FUTURE GOALS: To become either a professor at a small liberal arts college or a researcher at a nonprofit dedicated to sexual and reproductive justice and health.
Why did you want to be a part of GWiSE?
I received an email from GWiSE about their book club meeting, and I noticed that I already had the book! I attended that first meeting and was excited to meet women in other fields and build some interdisciplinary friendships.
What/who got you interested in your field?
My undergraduate mentor showed me that it was possible to use the research process to define and measure the social inequalities that drive my activist spirit. Under her guidance, I was able to take my anger surrounding sexual assault on college campuses and channel it into data collection and analysis, which ultimately yielded concrete suggestions for improvement. That was an awesome experience, and planted the idea of pursuing a PhD in psychology.
What do you think needs to happen for there to be more women in science/engineering?
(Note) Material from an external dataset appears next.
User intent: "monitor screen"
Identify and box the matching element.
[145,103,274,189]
Oh, so many things! Real, structural change is necessary to fix the ‘leaky pipeline’ that keeps women from advancing in science. This includes ensuring all qualified candidates are offered equal salary, lab space, and sabbatical opportunities in their hiring packages, guaranteeing paid family leave to allow scientists to take time off for childbirth and to care for ailing relatives, and implementing programs to increase awareness of and consequences for harmful behaviors like sexual harassment and abuse. Women want to be in these fields, but the data are telling us that there are too many roadblocks that we need to break down – especially for women of color and queer women.
Most interesting place I have visited:
After college, I spent a semester teaching in a boarding school in rural Kenya. I experienced a lot of loneliness, encountered dozens of really big insects, and confronted my dependence on mindless distraction (instagram!) as a coping mechanism. But I also experienced so much kindness and generosity, learned a little bit of Swahili, and learned how to be a stronger, braver, and more self-reliant person. And I met several giraffes, which was unreal.
Name one thing you started in the last year that you are glad you did and why:
I have never been an impulsive person, but when my lab mate found 3 stray kittens, I knew I needed to take the quietest, shyest one. It was not the best time in my life to suddenly get a pet (I had to hide her in my apartment for 2 months before my lease was up) but she is an awesome little weirdo and a great companion.
If you were given two million dollars, how would you spend it to benefit the most people?
I would use it all to fund contraceptive initiatives for marginalized women. A recent book by Melinda Gates includes research that suggests that the ability to plan and space births increases maternal and newborn health and improves nutrition and education for the other children in those families.
If you could only live in one area (city/beach/mountains/desert/plains) for the rest of your life, where would you live and why?
I will always choose the beach – I’m a pisces!